Inflation watch September’s core PPI rose at its fastest rate in five years, suggesting pipeline pressures may be building even as this morning’s CPI report was devoid of such. This followed last week’s spike in hourly pay, a sign wage growth may be set to break out. While this week’s JOLTS report showed job openings slipping in August, they remained near a record high, with many components pointing to some of the tightest labor market conditions in a generation. With unemployment claims indicating the jobless rate could fall to a 49-year low of 3.5% over the next year, the Conference Board expects “more wage pressures in the months ahead," potentially pushing the average hourly earnings growth rate to 3% annualized.

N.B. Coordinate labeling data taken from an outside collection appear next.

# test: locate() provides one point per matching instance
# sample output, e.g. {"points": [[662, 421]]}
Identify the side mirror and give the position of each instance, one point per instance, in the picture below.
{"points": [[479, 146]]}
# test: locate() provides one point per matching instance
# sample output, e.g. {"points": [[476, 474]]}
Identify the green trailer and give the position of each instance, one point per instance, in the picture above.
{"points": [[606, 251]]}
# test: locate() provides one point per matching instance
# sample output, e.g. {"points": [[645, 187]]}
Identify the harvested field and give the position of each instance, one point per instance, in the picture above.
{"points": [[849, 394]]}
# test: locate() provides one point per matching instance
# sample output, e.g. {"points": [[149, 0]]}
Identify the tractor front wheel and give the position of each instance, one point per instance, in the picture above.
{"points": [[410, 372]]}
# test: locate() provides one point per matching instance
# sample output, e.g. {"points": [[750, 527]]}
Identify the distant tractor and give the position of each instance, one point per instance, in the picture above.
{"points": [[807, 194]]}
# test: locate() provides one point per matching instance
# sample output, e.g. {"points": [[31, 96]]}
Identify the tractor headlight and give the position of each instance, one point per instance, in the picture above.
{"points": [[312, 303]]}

Widening divide The Fed’s 2017 Survey of Consumer Finances showed the wealth share of the bottom 90% of families fell by a third over the past 28 years to 22.8% in 2016, while the wealth share of the top 1% rose from just below 30% to 38.6% over the same time period.  Moreover, the wealth share of the bottom 90% fell more precipitously after 2007, underscoring how benefits from post-crisis policies largely accrued to a narrow segment of the population. If the stock market continues to advance to new records—and is accompanied by tax rate cuts whose benefits mainly flow to the rich—it should exacerbate the disparity of wealth even further, likely adding to social unrest and political divisiveness.

What else

‘Lowflation’ could make for a flattening yield curve This week’s minutes from the September Fed meeting indicated a growing number of policymakers think inflation may be affected by more than transitory factors. Cornerstone Macro says this suggests an already gradual pace of tightening may end with a neutral rate of just 2% in this cycle—only 75-to-100 basis points above current levels. This setup implies that the yield curve is likely to continue to flatten and could become completely flat or even slightly inverted by the end of next year or early 2019. Inverted curves historically have been associated with pending recessions, although such inversions have tended to come when rates across the curve were significantly higher than current levels.

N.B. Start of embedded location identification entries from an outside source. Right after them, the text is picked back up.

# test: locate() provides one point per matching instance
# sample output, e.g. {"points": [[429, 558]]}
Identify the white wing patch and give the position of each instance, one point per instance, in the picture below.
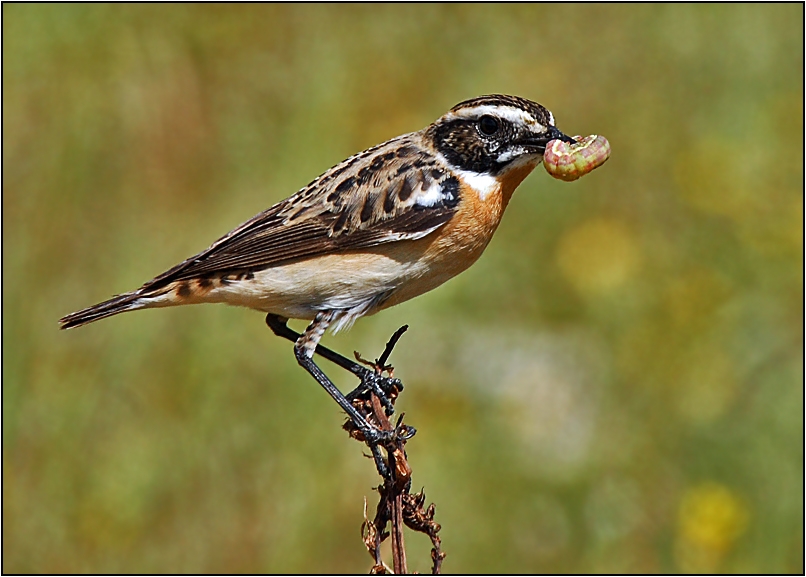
{"points": [[482, 183]]}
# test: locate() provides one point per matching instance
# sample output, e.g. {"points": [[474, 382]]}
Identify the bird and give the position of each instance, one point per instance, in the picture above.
{"points": [[382, 227]]}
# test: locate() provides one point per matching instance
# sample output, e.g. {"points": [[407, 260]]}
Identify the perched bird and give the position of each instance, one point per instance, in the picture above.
{"points": [[386, 225]]}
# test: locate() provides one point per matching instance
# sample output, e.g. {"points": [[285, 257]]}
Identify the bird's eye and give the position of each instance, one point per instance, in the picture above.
{"points": [[488, 125]]}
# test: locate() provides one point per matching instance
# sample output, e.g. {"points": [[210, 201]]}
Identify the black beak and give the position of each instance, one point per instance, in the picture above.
{"points": [[555, 134], [540, 142]]}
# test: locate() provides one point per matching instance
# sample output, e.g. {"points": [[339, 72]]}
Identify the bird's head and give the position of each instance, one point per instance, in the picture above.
{"points": [[491, 134]]}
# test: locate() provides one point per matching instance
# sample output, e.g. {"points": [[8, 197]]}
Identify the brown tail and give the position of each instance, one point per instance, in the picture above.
{"points": [[119, 304]]}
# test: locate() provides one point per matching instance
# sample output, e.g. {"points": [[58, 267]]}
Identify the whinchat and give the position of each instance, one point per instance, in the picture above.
{"points": [[385, 225]]}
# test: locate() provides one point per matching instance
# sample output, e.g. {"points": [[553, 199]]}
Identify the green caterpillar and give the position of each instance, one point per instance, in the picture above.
{"points": [[571, 161]]}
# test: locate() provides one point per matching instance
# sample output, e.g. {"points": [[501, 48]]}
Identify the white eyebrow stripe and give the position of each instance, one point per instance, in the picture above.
{"points": [[510, 113]]}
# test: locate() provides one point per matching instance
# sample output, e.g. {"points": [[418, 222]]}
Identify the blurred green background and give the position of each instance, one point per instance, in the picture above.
{"points": [[616, 386]]}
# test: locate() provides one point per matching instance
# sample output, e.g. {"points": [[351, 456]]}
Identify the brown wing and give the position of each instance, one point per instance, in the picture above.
{"points": [[388, 193]]}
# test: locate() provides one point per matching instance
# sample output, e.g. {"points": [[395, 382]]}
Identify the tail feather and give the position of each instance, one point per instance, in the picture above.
{"points": [[118, 304]]}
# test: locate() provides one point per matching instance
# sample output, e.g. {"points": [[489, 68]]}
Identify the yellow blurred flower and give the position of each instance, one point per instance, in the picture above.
{"points": [[711, 517]]}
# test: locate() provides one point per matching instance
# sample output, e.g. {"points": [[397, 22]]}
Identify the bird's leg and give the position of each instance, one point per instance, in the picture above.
{"points": [[304, 348], [370, 380], [279, 327]]}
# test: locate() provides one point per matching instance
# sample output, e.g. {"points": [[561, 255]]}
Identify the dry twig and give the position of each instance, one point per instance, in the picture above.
{"points": [[396, 505]]}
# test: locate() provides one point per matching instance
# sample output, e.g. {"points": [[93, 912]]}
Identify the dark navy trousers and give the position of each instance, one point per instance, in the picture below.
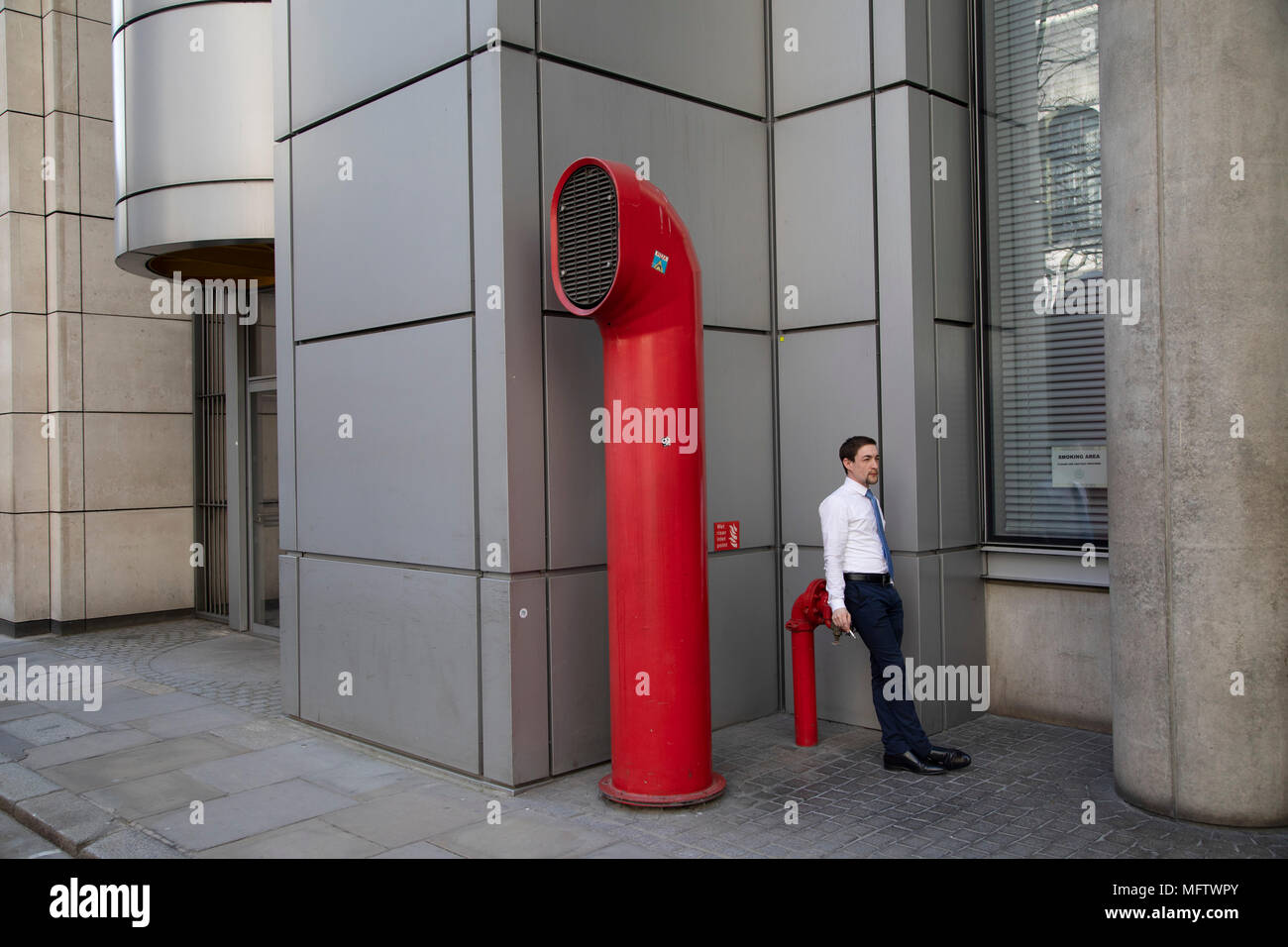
{"points": [[876, 616]]}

Scarier than Halloween $8 trillion of global debt—17% of all outstanding debt—is trading at negative interest rates. When will this bubble burst? Deutsche Bank says it will happen when we begin to see inflation in the U.S., spurring the Fed to tighten more and faster, causing global rates to rise in tandem. The good news is that consensus doesn’t expect U.S. core inflation to move higher until mid-2018 or so; the bad news is that the $8 trillion in negative-yielding debt shows investors don’t believe we will ever see inflation again. Once inflation does start to move higher, then checking out from Hotel Easy Money will be a lot more difficult than checking in.

If I come back, it must be without these heels One-third of those who retire end up coming back to the labor market and taking another job, Deutsche Bank says. This reverse retirement rate is higher for workers in the lowest and the highest income quintile. Retirees either come back because they need more income (lowest income quintile) or they come back because the opportunity costs of staying at home are too high (highest income quintile).